Sally Franson's "A Lady's Guide to Selling Out"

I read a fun book over the holidays. A Lady’s Guide to Selling Out by Sally Franson. A friend told me about the book, which she had read after seeing Franson on the Swedish reality show, “Allt för Sverige” (The Great Swedish Adventure; season 10), a show that features Americans of Swedish descent who go to Sweden to learn about their family histories and that I have yet to watch. But back to the book. Casey, the protagonist, is an advertising executive working on a campaign to link literary authors with products their words will help sell. The strategy is genius until it’s not. Then Casey has to find her way out and save herself in the process. 
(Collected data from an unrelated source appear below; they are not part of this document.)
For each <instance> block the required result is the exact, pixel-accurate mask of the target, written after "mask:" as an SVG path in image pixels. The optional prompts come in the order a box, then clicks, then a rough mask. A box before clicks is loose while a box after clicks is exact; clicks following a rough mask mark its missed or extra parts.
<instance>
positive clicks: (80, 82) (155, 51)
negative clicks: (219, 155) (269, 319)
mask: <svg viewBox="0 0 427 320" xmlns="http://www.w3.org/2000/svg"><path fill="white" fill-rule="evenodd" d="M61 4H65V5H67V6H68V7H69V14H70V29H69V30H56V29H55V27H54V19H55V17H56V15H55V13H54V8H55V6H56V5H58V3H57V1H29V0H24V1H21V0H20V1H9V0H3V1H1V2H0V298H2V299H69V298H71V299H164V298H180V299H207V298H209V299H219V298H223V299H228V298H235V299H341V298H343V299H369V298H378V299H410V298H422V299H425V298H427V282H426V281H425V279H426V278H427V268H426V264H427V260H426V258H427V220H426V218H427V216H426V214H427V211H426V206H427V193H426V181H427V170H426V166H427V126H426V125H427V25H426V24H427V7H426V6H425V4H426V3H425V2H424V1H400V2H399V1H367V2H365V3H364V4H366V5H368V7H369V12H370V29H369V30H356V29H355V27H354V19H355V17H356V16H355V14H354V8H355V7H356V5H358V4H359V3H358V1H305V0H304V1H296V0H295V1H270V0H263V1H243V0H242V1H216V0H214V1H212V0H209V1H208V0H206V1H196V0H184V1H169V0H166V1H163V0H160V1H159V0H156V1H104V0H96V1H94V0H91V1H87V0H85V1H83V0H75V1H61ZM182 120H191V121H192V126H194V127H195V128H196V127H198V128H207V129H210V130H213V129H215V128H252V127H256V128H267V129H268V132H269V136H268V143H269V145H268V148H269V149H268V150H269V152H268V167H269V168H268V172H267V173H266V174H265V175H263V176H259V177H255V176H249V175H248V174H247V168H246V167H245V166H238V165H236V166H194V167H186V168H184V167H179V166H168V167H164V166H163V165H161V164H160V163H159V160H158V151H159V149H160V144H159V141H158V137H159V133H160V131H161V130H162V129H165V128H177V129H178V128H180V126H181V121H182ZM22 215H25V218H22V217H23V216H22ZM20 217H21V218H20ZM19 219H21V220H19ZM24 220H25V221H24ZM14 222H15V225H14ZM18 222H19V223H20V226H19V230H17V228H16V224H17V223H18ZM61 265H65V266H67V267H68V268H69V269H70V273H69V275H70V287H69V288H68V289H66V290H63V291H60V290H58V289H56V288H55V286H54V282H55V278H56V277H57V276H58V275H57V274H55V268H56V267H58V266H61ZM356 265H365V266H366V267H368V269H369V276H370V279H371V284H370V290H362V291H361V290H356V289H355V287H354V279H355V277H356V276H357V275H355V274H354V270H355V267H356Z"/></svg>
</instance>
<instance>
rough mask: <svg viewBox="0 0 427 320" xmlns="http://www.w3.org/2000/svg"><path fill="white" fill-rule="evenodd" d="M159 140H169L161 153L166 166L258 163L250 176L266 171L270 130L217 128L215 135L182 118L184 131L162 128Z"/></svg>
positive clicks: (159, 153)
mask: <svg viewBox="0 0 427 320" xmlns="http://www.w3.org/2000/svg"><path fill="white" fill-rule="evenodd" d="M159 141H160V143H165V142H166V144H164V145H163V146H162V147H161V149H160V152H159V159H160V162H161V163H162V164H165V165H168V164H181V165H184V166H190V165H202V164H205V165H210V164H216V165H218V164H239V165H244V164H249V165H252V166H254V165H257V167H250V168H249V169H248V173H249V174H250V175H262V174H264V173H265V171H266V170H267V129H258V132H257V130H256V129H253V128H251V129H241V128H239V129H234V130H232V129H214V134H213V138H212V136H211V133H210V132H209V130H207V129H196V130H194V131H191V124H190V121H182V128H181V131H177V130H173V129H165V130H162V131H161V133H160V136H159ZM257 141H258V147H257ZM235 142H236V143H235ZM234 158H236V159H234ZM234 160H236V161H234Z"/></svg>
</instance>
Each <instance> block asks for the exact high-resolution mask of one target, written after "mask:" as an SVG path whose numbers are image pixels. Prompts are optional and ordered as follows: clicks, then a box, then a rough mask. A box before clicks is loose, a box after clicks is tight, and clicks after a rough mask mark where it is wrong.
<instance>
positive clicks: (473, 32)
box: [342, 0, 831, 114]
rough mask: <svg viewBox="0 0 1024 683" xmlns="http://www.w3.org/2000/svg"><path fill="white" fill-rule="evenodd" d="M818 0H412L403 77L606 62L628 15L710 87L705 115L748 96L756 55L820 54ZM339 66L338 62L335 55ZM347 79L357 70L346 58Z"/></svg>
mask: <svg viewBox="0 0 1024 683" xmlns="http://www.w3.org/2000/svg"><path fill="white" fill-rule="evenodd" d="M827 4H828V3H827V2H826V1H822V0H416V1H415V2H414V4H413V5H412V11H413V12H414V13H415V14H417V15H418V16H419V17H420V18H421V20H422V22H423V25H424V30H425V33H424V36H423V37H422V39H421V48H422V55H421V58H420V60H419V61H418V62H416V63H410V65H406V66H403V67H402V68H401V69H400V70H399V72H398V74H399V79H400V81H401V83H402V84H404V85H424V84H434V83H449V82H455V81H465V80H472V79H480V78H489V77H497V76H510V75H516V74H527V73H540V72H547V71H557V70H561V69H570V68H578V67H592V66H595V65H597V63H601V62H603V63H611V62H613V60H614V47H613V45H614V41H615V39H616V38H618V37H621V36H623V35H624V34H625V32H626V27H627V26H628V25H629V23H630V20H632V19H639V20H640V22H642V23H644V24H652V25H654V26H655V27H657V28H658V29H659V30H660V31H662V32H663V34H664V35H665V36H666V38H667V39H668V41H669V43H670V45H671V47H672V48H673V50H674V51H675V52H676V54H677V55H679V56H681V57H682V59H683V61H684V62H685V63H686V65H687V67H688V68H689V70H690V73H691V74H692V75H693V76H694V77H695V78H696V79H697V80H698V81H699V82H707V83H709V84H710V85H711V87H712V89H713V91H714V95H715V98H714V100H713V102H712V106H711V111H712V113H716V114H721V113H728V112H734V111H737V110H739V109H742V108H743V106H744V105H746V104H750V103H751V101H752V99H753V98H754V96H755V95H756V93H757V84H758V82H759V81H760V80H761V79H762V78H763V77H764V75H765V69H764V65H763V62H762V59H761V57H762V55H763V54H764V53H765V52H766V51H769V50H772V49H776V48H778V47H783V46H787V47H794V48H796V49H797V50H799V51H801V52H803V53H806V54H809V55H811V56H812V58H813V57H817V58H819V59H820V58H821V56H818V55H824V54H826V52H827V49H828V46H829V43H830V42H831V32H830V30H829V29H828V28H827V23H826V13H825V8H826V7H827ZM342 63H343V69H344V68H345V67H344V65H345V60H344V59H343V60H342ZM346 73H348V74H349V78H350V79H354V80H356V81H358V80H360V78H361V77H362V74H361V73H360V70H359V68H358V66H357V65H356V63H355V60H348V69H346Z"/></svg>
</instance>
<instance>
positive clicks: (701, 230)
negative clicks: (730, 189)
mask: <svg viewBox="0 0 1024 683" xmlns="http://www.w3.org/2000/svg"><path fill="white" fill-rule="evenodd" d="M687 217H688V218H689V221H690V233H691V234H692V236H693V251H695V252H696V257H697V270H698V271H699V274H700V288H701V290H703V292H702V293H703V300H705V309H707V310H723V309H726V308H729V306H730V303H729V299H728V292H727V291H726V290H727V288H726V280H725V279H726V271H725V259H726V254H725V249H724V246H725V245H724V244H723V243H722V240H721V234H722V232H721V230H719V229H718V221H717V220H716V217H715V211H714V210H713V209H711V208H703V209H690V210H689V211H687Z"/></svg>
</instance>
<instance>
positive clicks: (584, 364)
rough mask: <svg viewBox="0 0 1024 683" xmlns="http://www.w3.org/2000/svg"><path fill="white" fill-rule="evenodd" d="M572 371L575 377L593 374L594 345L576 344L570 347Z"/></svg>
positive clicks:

Franson’s writing was an intriguing blend of chick-lit plotting punctuated with deep literary reflection, something I didn’t expect in a book with the cover that it had. 

For example, while attending a reading in a bookstore, Casey, thinks about what it takes to mend when you’re broken. Because she is broken, because she is mending.

“But for a second there, in the bookstore, when time spanned vertically instead of horizontally, and love was at the center of the line, I forgot all about that.

It’s so simple, I know, but perhaps all it takes to mend, in the end, is people who love you. Who find you when you are lost, who come out with a flashlight when you’ve gone too far into the woods. They call out your name, you hear it, you are reminded of yourself. They remind you. They remember you. They re-member you.

And so you return the call. You put yourself back together again. Because, my God, you love them too.”